Background: We evaluated the potential dysfunction caused by changes in growth hormone (GH) levels after brain death (BD), and the effects of modulating GH through exogenous epidermal growth factor (EGF) in steatotic and nonsteatotic grafts.
Methods: Steatotic and nonsteatotic grafts from non-BD and BD rat donors were cold stored for 6 hours and transplanted to live rats. Administration of GH and EGF and their underlying mechanisms were characterized in recipients of steatotic and nonsteatotic grafts from BD donors maintained normotensive during the 6 hours before donation. Circulating and hepatic GH and EGF levels, hepatic damage, and regeneration parameters were evaluated. Recipient survival was monitored for 14 days. Somatostatin, ghrelin, and GH-releasing hormones that regulate GH secretion from the anterior pituitary were determined. The survival signaling pathway phosphoinositide-3-kinase/protein kinase B that regulates inflammation (suppressors of cytokine signaling, high-mobility group protein B1, oxidative stress, and neutrophil accumulation) was evaluated.

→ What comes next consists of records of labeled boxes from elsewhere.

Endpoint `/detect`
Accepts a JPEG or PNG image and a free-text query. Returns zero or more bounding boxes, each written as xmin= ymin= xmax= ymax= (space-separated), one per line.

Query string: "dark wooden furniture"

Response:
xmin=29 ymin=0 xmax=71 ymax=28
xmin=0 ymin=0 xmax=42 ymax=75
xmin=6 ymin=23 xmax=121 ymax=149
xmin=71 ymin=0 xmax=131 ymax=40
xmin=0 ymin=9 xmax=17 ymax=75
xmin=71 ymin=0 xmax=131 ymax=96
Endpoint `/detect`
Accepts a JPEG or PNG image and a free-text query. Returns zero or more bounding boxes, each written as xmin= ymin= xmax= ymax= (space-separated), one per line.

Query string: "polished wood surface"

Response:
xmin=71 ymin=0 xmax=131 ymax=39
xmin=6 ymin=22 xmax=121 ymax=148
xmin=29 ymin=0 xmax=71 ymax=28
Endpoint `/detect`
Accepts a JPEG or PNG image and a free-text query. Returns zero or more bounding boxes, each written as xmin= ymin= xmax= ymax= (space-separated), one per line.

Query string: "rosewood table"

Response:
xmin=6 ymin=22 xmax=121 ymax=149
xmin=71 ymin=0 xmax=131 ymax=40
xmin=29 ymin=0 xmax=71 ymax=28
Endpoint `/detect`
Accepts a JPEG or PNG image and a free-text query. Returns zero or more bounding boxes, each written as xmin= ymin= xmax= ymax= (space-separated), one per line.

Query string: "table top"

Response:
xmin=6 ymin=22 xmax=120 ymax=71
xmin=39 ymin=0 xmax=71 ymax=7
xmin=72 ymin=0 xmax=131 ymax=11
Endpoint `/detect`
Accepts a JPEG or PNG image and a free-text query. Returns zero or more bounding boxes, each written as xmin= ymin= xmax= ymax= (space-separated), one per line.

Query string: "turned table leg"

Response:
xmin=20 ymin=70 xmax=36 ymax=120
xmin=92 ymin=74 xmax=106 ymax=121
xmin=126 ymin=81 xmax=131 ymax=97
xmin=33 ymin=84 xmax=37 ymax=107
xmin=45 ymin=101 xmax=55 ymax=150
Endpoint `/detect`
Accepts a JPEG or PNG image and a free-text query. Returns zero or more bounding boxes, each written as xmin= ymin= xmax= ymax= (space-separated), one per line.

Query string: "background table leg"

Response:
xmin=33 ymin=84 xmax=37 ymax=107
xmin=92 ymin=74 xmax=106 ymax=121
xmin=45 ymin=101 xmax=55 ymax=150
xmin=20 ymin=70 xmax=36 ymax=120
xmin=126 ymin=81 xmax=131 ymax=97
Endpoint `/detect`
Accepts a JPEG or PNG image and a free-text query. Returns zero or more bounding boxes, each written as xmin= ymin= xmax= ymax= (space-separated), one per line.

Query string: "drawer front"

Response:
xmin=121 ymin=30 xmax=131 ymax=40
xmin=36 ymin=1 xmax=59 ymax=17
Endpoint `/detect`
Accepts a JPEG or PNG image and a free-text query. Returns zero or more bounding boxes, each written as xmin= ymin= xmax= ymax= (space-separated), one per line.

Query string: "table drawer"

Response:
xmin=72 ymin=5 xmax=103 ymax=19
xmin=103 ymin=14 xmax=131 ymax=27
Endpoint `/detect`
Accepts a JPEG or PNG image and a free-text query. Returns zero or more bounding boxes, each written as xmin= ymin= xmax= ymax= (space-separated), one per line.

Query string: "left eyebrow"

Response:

Results: BD reduced circulating GH and increased GH levels only in steatotic livers. GH administration exacerbated adverse BD-associated effects in both types of graft. Exogenous EGF reduced GH in steatotic livers, thus activating cell proliferation and survival signaling pathways, ultimately reducing injury and inflammation. However, EGF increased GH in nonsteatotic grafts, which exacerbated damage. The benefits of EGF for steatotic grafts were associated with increased levels of somatostatin, a GH inhibitor, whereas the deleterious effect on nonsteatotic grafts was exerted through increased amounts of ghrelin, a GH stimulator.
Conclusions: GH treatment is not appropriate in rat liver transplant from BD donors, whereas EGF (throughout GH inhibition) protects only in steatotic grafts.